Gold: The better portfolio stabilizer
The analysts also questioned the comparisons often made between gold and bitcoin due to the gap in volatility as well as magnitude of their price movements. Some investors have argued that the cryptocurrency is a potential competitor to gold as a store of value.
Since the start of the year, spot gold has fallen about 1.2%. In a similar period, bitcoin is still up around 38% despite its recent drop.
The only potential reward to investors in Bitcoin and gold is from their positive price movement, which is essentially the only thing they have in common, apart from their ability to trigger rush buying.

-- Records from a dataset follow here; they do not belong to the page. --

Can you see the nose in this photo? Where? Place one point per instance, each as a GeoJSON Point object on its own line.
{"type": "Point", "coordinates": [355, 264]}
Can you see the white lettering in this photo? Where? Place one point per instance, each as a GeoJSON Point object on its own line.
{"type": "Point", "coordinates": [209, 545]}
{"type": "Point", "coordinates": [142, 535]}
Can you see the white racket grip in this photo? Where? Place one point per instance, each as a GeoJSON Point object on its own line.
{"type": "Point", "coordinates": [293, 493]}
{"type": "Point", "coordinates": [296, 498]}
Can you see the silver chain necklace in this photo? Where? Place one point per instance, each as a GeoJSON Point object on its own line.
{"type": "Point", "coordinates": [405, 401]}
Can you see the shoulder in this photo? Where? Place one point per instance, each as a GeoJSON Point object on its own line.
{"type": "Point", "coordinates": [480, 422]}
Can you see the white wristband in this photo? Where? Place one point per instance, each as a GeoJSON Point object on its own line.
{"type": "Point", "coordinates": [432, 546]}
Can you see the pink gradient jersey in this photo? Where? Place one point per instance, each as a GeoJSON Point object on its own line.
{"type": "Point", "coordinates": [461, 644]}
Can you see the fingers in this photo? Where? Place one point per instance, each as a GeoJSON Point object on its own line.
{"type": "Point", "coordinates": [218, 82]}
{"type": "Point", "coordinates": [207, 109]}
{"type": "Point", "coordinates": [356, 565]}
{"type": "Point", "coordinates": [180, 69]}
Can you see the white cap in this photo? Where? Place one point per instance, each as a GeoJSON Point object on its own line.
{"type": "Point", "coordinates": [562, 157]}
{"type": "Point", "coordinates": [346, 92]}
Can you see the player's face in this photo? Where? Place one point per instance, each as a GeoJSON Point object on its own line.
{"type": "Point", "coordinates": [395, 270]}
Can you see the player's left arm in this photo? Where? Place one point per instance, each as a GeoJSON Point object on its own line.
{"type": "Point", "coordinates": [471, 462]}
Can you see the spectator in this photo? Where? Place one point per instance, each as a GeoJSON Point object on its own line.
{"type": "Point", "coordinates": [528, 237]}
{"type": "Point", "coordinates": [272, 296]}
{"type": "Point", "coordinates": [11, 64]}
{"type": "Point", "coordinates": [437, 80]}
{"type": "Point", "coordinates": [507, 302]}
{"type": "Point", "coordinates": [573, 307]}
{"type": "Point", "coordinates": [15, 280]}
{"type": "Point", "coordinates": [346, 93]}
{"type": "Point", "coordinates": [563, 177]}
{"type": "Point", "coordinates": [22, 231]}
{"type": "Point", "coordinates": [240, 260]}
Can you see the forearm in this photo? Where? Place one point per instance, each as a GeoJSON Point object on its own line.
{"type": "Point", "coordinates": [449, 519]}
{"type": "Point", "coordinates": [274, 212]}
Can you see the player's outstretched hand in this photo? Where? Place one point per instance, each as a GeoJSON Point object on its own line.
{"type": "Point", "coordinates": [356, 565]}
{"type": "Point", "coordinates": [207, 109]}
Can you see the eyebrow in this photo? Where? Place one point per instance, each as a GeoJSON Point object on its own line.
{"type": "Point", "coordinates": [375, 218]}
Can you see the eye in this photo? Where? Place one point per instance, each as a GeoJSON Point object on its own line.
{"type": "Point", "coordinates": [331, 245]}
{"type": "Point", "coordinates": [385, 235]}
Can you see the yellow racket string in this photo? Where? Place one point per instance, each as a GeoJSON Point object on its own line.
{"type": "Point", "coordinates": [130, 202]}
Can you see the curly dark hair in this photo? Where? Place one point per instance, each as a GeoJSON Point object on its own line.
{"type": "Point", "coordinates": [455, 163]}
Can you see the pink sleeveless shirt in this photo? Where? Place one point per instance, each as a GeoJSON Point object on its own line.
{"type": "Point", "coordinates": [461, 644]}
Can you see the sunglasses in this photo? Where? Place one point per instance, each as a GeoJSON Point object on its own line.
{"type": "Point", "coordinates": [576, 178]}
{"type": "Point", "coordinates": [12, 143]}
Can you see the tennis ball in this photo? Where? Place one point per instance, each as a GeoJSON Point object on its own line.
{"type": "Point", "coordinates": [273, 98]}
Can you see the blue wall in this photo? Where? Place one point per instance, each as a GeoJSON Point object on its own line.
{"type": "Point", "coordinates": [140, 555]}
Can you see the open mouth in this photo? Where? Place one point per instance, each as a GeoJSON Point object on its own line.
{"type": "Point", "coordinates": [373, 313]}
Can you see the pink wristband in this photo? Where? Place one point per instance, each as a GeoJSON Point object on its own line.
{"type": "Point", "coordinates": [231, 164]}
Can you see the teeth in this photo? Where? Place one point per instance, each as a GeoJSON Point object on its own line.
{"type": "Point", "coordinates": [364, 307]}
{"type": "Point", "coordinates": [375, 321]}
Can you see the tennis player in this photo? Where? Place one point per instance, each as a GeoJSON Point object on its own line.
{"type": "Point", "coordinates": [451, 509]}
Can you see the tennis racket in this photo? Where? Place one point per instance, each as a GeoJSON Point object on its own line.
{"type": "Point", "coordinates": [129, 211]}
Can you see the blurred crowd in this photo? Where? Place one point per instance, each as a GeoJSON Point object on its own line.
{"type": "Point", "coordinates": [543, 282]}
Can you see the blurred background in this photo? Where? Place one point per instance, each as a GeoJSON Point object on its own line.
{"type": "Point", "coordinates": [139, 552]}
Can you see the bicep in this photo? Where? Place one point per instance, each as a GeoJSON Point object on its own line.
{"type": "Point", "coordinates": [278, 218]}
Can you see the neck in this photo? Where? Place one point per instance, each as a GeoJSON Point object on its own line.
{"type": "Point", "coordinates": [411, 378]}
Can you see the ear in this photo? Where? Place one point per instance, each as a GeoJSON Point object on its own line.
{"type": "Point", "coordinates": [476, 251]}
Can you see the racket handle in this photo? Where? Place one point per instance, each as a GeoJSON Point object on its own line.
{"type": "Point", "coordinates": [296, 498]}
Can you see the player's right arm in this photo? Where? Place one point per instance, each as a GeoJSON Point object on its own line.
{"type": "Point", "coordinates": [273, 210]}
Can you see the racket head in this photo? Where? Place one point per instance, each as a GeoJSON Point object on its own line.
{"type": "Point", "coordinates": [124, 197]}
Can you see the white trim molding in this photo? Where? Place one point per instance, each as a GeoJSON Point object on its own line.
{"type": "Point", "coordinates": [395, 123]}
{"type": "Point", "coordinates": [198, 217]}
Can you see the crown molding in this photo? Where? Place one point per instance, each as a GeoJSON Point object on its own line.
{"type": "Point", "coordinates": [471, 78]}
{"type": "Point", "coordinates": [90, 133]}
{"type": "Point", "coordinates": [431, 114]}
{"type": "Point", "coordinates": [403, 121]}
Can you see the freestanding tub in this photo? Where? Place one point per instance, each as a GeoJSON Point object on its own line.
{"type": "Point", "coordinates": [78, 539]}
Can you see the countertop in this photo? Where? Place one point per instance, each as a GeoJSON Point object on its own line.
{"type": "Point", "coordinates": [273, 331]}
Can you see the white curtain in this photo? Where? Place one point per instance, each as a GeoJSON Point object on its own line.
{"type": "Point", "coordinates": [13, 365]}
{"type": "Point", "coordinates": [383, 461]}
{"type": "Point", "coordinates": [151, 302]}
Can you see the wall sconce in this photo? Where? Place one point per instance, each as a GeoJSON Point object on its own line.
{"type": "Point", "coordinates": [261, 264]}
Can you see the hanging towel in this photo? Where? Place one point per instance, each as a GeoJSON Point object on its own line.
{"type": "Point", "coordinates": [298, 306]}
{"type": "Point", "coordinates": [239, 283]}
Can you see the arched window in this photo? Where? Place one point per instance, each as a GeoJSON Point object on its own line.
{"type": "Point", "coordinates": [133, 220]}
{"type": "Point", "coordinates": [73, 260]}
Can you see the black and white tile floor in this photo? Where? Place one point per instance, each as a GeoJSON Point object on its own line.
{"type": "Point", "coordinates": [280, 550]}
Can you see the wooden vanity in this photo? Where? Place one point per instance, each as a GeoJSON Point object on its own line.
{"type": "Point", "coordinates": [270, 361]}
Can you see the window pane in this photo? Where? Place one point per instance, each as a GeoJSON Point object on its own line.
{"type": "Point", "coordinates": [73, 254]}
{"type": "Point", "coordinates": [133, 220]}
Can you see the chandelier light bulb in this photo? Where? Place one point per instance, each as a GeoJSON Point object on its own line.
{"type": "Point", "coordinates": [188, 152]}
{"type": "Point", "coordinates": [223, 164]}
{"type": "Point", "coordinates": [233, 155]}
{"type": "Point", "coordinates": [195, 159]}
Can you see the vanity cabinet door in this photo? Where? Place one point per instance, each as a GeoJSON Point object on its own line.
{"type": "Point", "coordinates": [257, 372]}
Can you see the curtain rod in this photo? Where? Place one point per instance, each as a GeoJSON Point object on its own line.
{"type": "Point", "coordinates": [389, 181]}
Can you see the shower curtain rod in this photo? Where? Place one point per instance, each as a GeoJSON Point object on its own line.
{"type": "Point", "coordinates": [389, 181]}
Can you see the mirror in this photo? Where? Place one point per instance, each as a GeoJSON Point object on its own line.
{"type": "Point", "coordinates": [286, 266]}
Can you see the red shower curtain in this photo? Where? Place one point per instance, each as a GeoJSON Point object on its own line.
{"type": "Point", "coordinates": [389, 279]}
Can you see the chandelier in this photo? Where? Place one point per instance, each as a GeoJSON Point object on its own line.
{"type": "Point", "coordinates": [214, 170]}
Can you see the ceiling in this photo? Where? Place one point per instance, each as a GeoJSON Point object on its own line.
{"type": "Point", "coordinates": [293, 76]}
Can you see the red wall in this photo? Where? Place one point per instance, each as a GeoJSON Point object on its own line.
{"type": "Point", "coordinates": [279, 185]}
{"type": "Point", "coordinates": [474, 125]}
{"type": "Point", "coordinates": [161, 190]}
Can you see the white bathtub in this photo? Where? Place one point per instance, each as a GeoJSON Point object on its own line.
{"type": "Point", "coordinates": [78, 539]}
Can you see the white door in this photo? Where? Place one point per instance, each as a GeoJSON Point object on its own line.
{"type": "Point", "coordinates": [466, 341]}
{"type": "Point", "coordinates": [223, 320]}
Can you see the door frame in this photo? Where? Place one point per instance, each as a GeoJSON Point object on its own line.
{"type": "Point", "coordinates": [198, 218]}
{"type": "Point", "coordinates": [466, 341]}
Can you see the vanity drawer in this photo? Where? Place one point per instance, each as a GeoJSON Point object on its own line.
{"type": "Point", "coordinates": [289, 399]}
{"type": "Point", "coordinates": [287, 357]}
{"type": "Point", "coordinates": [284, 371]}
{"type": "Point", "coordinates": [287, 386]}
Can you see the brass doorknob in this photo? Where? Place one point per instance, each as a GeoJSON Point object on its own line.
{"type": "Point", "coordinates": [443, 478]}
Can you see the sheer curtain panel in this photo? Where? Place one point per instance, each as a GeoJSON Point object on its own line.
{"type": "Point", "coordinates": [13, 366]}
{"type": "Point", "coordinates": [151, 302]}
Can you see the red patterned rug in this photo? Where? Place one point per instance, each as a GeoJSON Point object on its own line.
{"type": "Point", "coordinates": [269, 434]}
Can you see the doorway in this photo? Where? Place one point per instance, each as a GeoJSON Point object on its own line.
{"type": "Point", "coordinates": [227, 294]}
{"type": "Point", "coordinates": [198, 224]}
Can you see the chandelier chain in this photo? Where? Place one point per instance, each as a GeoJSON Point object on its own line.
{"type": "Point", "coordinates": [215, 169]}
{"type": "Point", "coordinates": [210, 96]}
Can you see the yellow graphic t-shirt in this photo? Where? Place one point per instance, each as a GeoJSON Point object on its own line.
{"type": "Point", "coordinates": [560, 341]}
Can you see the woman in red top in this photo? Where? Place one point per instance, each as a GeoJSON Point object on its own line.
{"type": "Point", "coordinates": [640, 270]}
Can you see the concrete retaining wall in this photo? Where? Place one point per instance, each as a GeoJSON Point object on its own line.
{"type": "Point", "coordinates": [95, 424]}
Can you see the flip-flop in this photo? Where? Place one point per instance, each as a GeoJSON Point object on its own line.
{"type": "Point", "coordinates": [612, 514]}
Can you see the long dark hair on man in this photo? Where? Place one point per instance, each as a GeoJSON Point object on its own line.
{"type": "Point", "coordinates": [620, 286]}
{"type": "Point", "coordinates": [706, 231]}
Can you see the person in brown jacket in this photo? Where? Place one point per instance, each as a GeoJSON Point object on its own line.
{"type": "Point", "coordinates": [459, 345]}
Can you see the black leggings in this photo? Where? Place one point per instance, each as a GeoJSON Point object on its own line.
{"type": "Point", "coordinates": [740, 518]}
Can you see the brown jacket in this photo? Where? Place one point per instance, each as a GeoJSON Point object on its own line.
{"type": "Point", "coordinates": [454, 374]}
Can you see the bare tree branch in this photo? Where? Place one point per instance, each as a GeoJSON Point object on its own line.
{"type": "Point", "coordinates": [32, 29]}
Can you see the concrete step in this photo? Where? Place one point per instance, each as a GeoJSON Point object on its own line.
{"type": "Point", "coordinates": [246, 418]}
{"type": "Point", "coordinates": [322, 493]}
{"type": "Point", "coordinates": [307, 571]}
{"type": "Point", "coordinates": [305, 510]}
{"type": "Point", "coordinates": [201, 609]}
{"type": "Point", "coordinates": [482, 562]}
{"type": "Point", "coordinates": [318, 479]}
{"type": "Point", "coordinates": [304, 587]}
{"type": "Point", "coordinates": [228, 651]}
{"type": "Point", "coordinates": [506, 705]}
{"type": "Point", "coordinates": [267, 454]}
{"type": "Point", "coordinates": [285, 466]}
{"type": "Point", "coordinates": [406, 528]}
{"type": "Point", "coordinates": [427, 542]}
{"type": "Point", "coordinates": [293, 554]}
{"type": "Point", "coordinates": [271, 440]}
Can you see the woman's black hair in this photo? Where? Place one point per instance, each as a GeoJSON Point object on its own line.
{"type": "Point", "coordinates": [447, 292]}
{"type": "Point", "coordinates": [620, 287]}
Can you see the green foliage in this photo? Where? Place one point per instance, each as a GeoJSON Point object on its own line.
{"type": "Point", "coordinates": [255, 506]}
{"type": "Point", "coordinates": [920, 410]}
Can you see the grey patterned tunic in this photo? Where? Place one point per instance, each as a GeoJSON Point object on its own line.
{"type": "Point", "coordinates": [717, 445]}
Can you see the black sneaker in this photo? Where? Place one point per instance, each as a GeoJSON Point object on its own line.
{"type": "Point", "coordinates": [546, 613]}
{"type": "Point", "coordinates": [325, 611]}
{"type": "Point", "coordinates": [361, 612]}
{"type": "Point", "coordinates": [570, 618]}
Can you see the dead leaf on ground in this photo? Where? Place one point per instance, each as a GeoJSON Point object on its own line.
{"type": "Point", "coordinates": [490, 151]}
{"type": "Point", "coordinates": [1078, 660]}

Authorities in 2020 injected record liquidity into economies globally as a means of keeping financial markets afloat as the world fought to limit the damage wrought by the Covid pandemic.
But without generating any yield on their own, “the only potential reward to investors in Bitcoin and gold is from their positive price movement, which is essentially the only thing they have in common, apart from their ability to trigger rush buying,” the analysts said.
For its part, Societe Generale currently assigns a 5% direct weighting to gold in its multi-asset portfolio as a stabilizer.
In the case of rising inflation, gold can “partially offset capital losses on bonds,” the analysts said. Furthermore, gold also has a “protective role in partially offsetting losses” on stocks in the events of either runaway inflation or a return to deflation.
“History shows that over time the price of gold closely tracks real bond yields,” the analysts said. “Also, the price ratio of copper (the most cyclical metal) to gold (the most defensive) has proved a neat model for anticipating higher US Treasury yields.”